Capítulo 17
Emil
La noche fue caótica.
Aparte del dolor en el pecho que no se iba, un ataque de tos empeoró la situación. Susan rogó para que me quedara con ella, pero no acepté porque necesitaba estar solo. Además, había hecho demasiado por mí.
Me peino el cabello con los dedos frente al espejo. Las bolsas negras debajo de los ojos son prominentes y tengo la cara de un muerto en vida. Aun así, estoy listo para ir al banco y retirar el dinero que le pagaré al maldito ex de Leah.
Pedí un permiso en el trabajo solo para eso.
Aprieto la baldosa del lavamanos al pensar en ella.

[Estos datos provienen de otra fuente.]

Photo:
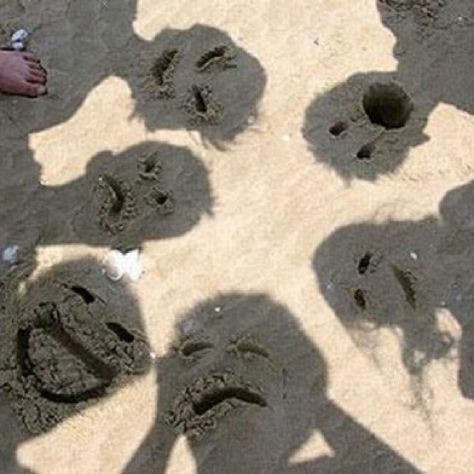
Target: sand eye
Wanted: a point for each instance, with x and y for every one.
(248, 348)
(191, 349)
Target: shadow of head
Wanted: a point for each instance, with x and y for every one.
(388, 276)
(398, 274)
(194, 79)
(151, 191)
(434, 47)
(365, 127)
(240, 368)
(76, 56)
(69, 339)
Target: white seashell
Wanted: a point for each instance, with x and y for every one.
(19, 36)
(10, 254)
(117, 265)
(18, 45)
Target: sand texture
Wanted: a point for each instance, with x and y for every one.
(298, 178)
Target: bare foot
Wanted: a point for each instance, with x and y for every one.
(22, 74)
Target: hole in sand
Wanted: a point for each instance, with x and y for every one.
(359, 298)
(189, 348)
(84, 294)
(219, 54)
(338, 129)
(365, 153)
(121, 332)
(199, 100)
(406, 280)
(161, 66)
(364, 263)
(117, 195)
(251, 347)
(387, 105)
(210, 400)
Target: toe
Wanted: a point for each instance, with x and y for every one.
(31, 89)
(29, 57)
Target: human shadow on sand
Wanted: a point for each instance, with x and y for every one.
(195, 79)
(247, 388)
(365, 127)
(398, 275)
(69, 340)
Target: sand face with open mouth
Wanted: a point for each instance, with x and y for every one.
(280, 167)
(71, 343)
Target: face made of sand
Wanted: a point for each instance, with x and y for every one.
(365, 126)
(195, 79)
(70, 340)
(149, 192)
(236, 377)
(240, 382)
(397, 275)
(247, 388)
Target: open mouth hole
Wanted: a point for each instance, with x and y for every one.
(86, 295)
(387, 105)
(191, 347)
(214, 398)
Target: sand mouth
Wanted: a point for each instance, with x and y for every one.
(199, 407)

Entonces, sopeso los consejos de Susan de darle su espacio. Porque sí, tuve que contarle todo lo que había pasado con Leah.
Quiere tiempo, y juro que eso está bien para mí. Lo que me dolió fue la manera en que me dijo que se arrepentía después de las cosas que hicimos y esa complicidad que se había manifestado entre los dos.

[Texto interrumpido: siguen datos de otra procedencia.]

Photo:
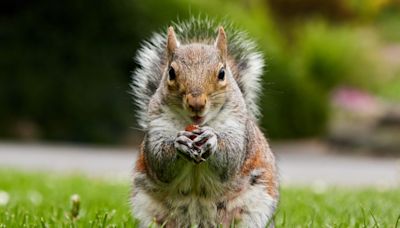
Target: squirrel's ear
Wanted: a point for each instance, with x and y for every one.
(221, 43)
(172, 42)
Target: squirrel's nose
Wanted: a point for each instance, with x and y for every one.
(196, 103)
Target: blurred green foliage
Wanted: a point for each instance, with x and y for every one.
(65, 66)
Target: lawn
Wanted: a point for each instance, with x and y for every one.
(44, 200)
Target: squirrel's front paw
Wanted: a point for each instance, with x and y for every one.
(206, 141)
(185, 147)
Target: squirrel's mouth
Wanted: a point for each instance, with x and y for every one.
(197, 119)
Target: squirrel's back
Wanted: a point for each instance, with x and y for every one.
(247, 67)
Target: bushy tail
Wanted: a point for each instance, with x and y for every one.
(152, 58)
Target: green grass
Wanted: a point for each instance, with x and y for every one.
(44, 200)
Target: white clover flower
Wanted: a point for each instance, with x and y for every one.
(35, 197)
(4, 198)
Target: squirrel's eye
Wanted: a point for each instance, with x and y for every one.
(221, 74)
(171, 73)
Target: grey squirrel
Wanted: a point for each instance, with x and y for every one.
(203, 160)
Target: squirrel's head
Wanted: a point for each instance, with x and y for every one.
(197, 77)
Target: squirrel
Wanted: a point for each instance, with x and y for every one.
(220, 170)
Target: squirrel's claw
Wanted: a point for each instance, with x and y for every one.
(184, 146)
(206, 142)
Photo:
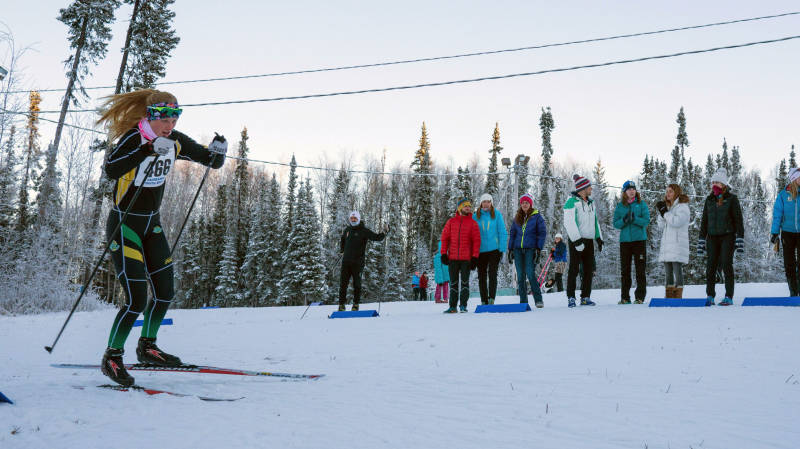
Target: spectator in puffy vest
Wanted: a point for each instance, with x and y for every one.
(493, 243)
(722, 233)
(583, 231)
(673, 218)
(461, 244)
(525, 243)
(786, 228)
(631, 217)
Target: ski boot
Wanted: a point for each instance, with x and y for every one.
(147, 352)
(113, 367)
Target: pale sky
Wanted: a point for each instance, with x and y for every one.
(619, 113)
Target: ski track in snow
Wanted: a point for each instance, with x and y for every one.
(591, 377)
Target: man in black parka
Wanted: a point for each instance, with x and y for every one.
(353, 247)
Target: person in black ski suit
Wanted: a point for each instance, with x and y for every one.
(143, 121)
(353, 248)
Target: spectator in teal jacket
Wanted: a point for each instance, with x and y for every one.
(494, 240)
(631, 217)
(441, 276)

Me cayó muy mal, sentí que me utilizó. Ahora se ha aclarado mi mente y, en cierta forma, la comprendo. Por eso no la buscaré hasta que sea ella que me lo pida.
La mañana está fresca, el gris del cielo es un indicio de que podría llover muy pronto. Camino deprisa por la acera hacia el parqueo que se encuentra detrás del edificio.
Una vez en la camioneta, reviso que todo está en orden y empiezo a conducir. Tarareo una canción romántica mientras muevo los dedos sobre el volante. El timbre del teléfono provoca que desvíe la mirada por unos segundos.
La curiosidad me puede, así que aprovecho que el semáforo está en rojo para revisar las notificaciones.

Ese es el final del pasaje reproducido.